Cinco meses de espera para o INSS (Instituto Nacional do Seguro Social) implantar um benefício e, pela matemática da Justiça, valeu a indenização por dano moral de R$ 10 mil. Uma vez dada a boa notícia, para aqueles que se animaram em buscar indenização equivalente, ao ser submetido por espera igual ou pior, é bom saber da volubilidade dos nossos juízes. Mesmo em situações idênticas de segurados que sofreram com o mau atendimento do serviço público federal, é uma loteria saber se algum juiz vai ter apetite em condenar o INSS por danos morais por suas falhas sistêmicas.

Paradoxalmente, embora a Justiça brasileira seja azucrinada por tantas demandas previdenciárias, muitas vezes por culpa do próprio instituto, ela nutre um sentimento invisível de comiseração em condenar a autarquia por danos morais. Lembra a Síndrome de Estocolmo. A justiça cumpre a contento seu papel de conceder ou revisar aposentadoria, manda pagar os atrasados com juros e correção monetária. Mas no quesito dano moral, a coisa muda de figura.

Salvo algumas exceções, é como se a demora e o mau atendimento do INSS tivessem sido normalizados no inconsciente dos juízes. Tornou-se lugar comum saber que o serviço previdenciário em linhas gerais é ruim mesmo, inclusive por razões historicamente conhecidas, a ponto de se ampliar a tolerância com tal realidade. Numa analogia às brincadeiras de criança, o INSS virou “café-com-leite”. Ele aufere um tratamento especial, mesmo a lei fixando prazos categóricos de até 60 dias para resposta do cidadão, pois se constata implicitamente que ele não reúne condições plenas de fazer o que deveria.

É verdade que por detrás desse raciocínio tem uma leva de juízes que encampam o pensamento fazendário. Portanto, sempre hesitante na hora de condenar a Fazenda Pública, ainda que por seus latentes erros. Mesmo sendo um tema controverso, é razoável a ideia de que a demora em conceder uma verba, de feição eminentemente alimentar, simboliza dano indenizável, pois gera endividamento, incerteza e angústia sobre o sustento da família.

Noutra vertente, há também o pensamento estratégico de juízes que, se punir com firmeza o INSS e popularizar o dano moral, o tiro pode sair pela culatra. Como o Instituto não vai se aprumar nem tão cedo, e tais atrasos continuarão, vem o receio de que condenações reiteradas pode retroalimentar mais judicialização e piorar o estoque de pendências processuais dos próprios juízes.

Por tais razões, o dano moral pelo atraso do INSS em conceder ou revisar a verba alimentar é um tema que sofre tanta resistência nos tribunais.

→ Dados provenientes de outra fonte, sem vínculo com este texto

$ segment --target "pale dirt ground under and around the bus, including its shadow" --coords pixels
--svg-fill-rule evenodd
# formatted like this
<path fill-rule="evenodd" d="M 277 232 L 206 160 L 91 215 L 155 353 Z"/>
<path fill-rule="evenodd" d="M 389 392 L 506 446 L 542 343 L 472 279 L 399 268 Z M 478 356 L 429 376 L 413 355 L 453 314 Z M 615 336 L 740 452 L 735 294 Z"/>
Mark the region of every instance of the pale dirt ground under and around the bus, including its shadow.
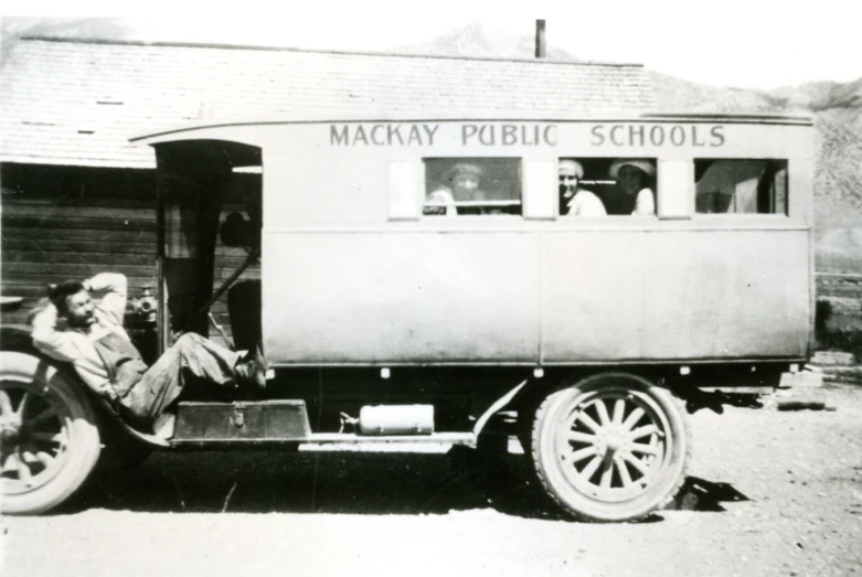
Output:
<path fill-rule="evenodd" d="M 693 415 L 683 492 L 640 523 L 560 519 L 522 455 L 483 483 L 446 448 L 158 453 L 55 514 L 2 519 L 0 573 L 862 574 L 862 387 L 795 396 L 837 410 Z"/>

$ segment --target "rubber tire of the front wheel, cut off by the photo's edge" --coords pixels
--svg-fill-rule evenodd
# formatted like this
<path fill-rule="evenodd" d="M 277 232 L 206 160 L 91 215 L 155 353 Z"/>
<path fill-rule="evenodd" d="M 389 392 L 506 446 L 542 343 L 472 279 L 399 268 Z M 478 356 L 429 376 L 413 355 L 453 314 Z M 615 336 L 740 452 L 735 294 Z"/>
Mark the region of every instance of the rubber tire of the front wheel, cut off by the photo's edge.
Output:
<path fill-rule="evenodd" d="M 0 512 L 11 515 L 49 511 L 68 499 L 98 461 L 102 444 L 93 406 L 77 377 L 29 354 L 0 352 L 0 380 L 23 377 L 46 386 L 62 404 L 68 421 L 68 445 L 62 468 L 45 484 L 17 495 L 0 495 Z"/>

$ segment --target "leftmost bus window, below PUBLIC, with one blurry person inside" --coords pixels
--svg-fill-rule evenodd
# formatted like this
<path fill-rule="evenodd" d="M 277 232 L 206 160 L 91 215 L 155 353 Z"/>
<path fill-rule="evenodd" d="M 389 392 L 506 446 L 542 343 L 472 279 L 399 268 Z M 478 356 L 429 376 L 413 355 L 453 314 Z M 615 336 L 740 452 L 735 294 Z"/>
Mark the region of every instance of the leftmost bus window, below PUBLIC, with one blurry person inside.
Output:
<path fill-rule="evenodd" d="M 521 160 L 512 158 L 425 159 L 423 214 L 521 214 Z"/>

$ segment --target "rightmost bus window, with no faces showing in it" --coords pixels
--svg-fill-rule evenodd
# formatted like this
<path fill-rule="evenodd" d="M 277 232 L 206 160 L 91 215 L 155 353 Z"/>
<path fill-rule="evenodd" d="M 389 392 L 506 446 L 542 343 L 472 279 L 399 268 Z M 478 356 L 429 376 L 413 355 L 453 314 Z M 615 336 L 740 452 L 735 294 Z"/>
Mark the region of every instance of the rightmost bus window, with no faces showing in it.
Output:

Em São Paulo, um homem provou que a demora gerou “constrangimentos e cobranças por atrasar o cumprimento de seus compromissos financeiros, tais como despesas de consumo e mensalidade escolar de seu filho”. A demora ensejou mandado de segurança e reclamação na ouvidoria.

No processo 5005068-66.2020.4.03.6128, a desembargadora Leila Paiva, do Tribunal Regional Federal da 3ª Região, considerou notório o sofrimento impingido “em razão do descaso” à sua condição de segurado do sistema previdenciário e “da desconsideração de seus direitos à concessão do benefício dentro do prazo previsto em lei, sem justificativa”. Infelizmente nem sempre é tão notório assim.